A friend of mine forwarded a letter he received this week that really made me take stock of who has been responsible for the economic catastrophe we are living through.
My friend does some really important work; he teaches middle school kids in rural Mississippi. He originally is from the east coast, but he and his wife have taken to becoming good progressive Southerners. I knew he had gotten an undergraduate degree from a small liberal arts college, though I didn't know where.
I do now, and I won't forget it.
The letter my friend forwarded was from the President of that university, Earlham College. His name is Dr. Douglas C. Bennett. The letter is directed to alumni, and is an incredibly compelling discussion on "the values that guide those of us who live and work at Earlham College and who form its campus community." But it's the way he starts the letter that really lays our situation in the United States completely bare:
September 1, 2009
Dear Friends:
As we reflect on the financial mess of the past eighteen months, the foreclosures and bank failures, the stock market values that melted away in a matter of months, and now, especially, the cruel and likely persistent levels of unemployment that are ravaging communities around the globe, I think we have to acknowledge that this mess did not arise from ignorance and stupidity. It arose, instead, from intelligence and intellectual sophistication. Any sober reckoning will have to accord (and not for the first time) a primary role to the best and the brightest.

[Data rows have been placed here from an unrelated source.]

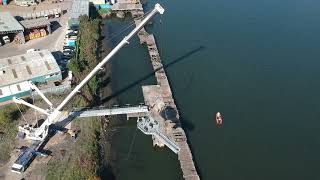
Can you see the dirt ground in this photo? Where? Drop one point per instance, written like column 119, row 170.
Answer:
column 57, row 144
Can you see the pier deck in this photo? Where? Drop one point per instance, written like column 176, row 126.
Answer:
column 162, row 106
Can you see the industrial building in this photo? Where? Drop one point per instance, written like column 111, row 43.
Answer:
column 39, row 67
column 9, row 26
column 25, row 2
column 78, row 8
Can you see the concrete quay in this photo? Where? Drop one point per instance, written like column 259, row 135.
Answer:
column 162, row 106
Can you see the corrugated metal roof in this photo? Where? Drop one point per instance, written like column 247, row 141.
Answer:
column 79, row 7
column 34, row 23
column 8, row 24
column 24, row 67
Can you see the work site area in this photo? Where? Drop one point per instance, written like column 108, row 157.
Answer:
column 55, row 121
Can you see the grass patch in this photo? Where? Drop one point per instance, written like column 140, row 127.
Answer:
column 83, row 160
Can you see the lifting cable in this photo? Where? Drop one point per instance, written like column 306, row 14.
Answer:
column 35, row 112
column 132, row 143
column 21, row 112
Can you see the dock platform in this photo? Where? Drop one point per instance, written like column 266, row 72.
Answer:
column 162, row 106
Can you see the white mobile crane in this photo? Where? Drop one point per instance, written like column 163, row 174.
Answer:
column 39, row 135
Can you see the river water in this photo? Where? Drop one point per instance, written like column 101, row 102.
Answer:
column 257, row 62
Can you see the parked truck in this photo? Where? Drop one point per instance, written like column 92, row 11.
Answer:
column 6, row 39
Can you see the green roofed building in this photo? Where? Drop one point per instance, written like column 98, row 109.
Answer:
column 17, row 71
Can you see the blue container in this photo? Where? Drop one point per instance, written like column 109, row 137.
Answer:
column 105, row 6
column 72, row 43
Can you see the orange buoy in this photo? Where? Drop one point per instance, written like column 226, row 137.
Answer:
column 219, row 119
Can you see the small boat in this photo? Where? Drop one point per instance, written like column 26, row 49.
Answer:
column 219, row 119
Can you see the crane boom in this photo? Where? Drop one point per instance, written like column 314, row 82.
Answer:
column 157, row 9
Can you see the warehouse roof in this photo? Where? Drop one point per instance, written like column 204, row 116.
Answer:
column 79, row 7
column 35, row 23
column 25, row 67
column 8, row 24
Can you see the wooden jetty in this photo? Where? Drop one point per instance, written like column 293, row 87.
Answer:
column 160, row 100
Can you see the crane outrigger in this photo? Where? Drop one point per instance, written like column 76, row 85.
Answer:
column 55, row 115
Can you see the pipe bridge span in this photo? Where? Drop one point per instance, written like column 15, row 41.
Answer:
column 146, row 123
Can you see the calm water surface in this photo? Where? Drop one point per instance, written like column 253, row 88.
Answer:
column 257, row 62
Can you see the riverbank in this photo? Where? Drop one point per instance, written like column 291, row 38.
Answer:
column 83, row 160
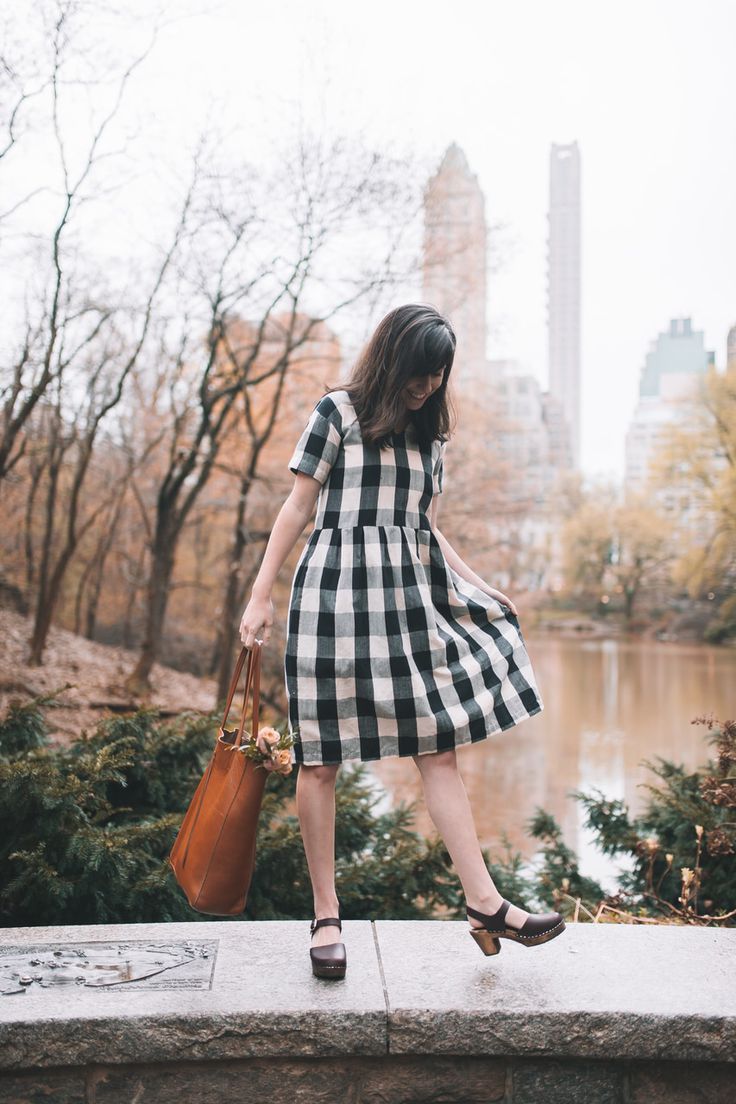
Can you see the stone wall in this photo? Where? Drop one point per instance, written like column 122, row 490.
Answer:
column 230, row 1011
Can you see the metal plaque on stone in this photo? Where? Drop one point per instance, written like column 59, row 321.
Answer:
column 124, row 965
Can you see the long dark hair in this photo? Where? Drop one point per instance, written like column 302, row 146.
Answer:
column 411, row 340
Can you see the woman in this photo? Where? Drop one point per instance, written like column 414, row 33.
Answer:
column 394, row 645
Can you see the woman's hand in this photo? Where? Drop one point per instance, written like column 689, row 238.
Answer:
column 257, row 615
column 501, row 597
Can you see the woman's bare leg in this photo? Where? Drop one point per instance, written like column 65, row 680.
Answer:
column 451, row 815
column 316, row 811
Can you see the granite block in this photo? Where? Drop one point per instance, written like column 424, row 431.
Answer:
column 262, row 998
column 597, row 990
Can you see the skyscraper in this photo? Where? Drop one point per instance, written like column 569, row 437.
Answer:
column 454, row 263
column 564, row 286
column 731, row 350
column 673, row 369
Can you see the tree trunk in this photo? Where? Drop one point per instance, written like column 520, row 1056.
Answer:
column 162, row 561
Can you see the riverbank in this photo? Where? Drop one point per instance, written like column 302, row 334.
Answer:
column 216, row 1010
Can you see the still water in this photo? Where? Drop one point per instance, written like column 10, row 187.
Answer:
column 608, row 706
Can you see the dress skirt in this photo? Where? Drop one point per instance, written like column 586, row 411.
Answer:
column 390, row 651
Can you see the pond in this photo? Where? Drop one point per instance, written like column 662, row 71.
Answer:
column 608, row 706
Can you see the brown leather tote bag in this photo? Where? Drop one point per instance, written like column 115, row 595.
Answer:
column 214, row 853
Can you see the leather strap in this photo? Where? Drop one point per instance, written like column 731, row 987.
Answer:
column 252, row 678
column 330, row 921
column 494, row 923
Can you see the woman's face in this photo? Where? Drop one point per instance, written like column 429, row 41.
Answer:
column 418, row 389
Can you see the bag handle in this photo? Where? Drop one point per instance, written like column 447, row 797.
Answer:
column 252, row 676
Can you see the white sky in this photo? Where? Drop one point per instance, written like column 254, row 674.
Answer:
column 644, row 86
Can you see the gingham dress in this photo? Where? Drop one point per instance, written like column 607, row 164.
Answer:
column 390, row 651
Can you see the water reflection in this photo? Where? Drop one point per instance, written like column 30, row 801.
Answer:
column 608, row 704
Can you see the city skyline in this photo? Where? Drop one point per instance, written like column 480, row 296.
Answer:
column 656, row 129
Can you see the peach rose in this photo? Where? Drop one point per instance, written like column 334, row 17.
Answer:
column 267, row 739
column 283, row 761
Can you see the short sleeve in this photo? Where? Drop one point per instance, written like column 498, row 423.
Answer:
column 438, row 469
column 319, row 444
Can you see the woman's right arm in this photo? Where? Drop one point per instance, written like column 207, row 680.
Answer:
column 289, row 523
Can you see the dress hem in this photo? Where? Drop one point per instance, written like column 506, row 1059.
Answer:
column 458, row 743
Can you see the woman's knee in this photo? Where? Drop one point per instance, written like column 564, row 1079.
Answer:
column 321, row 774
column 434, row 762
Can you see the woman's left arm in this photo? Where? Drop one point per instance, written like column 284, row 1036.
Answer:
column 459, row 564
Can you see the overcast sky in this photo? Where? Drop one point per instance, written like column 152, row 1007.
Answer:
column 644, row 86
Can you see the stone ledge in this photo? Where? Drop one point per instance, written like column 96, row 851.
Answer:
column 413, row 988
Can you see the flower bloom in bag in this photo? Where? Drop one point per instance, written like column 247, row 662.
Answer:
column 270, row 750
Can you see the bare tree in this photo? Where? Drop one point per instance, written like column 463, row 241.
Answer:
column 38, row 361
column 264, row 261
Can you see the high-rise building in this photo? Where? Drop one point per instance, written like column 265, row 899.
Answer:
column 454, row 261
column 564, row 286
column 673, row 369
column 731, row 350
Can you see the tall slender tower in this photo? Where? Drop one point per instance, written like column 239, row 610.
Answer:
column 564, row 286
column 731, row 350
column 454, row 263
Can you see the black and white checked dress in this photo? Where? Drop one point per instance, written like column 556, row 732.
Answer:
column 390, row 651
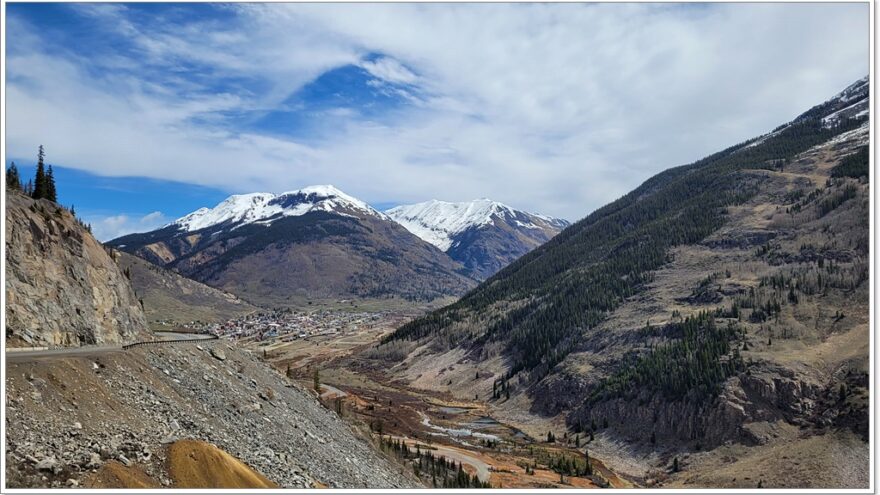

I am not meaning to mount a political argument here. I am not trying to lay the blame on some smart people as opposed to other smart people (though there may be a place elsewhere for such apportionment). I only want to note that those who did the most to precipitate this mess are people with very high apportionments of intelligence and education — much higher apportionments than those who will suffer the worst consequences. And thus I want to acknowledge that we who work in institutions of higher education need, again, to take stock. [emphasis added]
There are so many terribly bright people here on dKos, that I just want to repeat it, because it needs to sink in to all of us: those who did the most to precipitate this mess are people with very high apportionments of intelligence and education — much higher apportionments than those who will suffer the worst consequences.
Dr. Bennett says something that very few people have talked about lately. The people who sunk the world economy---the bankers, the Wall Street mavens, the government regulators, the politicians, the lobbyists, the corporate honchos who benefited so handsomely---they are the smartest people in the room; they have enjoyed the best and brightest educations. They are graduates of our most esteemed and illustrious universities, and have learned from some of the most important thinkers in the country. They are the beneficiaries of every higher and noble aspiration our democracy has placed on"intelligence and education."
And yet, look what they did to the rest of us . . .
That human beings were greedy and looked to make a quick buck where they could is not surprising. That smart, well-educated people, exposed to the best educations that our society can offer would do this? That should be more than a surprise. It should be shocking. And it is to me today, in a way that I didn't consider before.
The rot that the Great Recession has exposed in the pattern of politics and economics of the last 30 years is not just a function of greedy Republican me-me-me ideology. Dr. Bennett tells us that it is also a function of a system of higher education that hasn't succeeded in its societal responsibilities. As those of us in the academy know, the data we witness all around us right now should be considered awfully compelling.
I'm glad to hear that Dr. Bennett is having this conversation at Earlham, and I'm happy to see liberal art colleges as a whole taking up leadership on what is perhaps among the most serious responsibilities of higher education. But like so many other caustic effects of our decades of political conservatism---the interconnected tragedies of global climate change, peak oil, increasing economic inequity, devolving public discourse---I think it's reasonable to wonder if we've got the capacity to do it.
Thankfully, Dr. Bennett and Earlham don't seem to doubt that we can.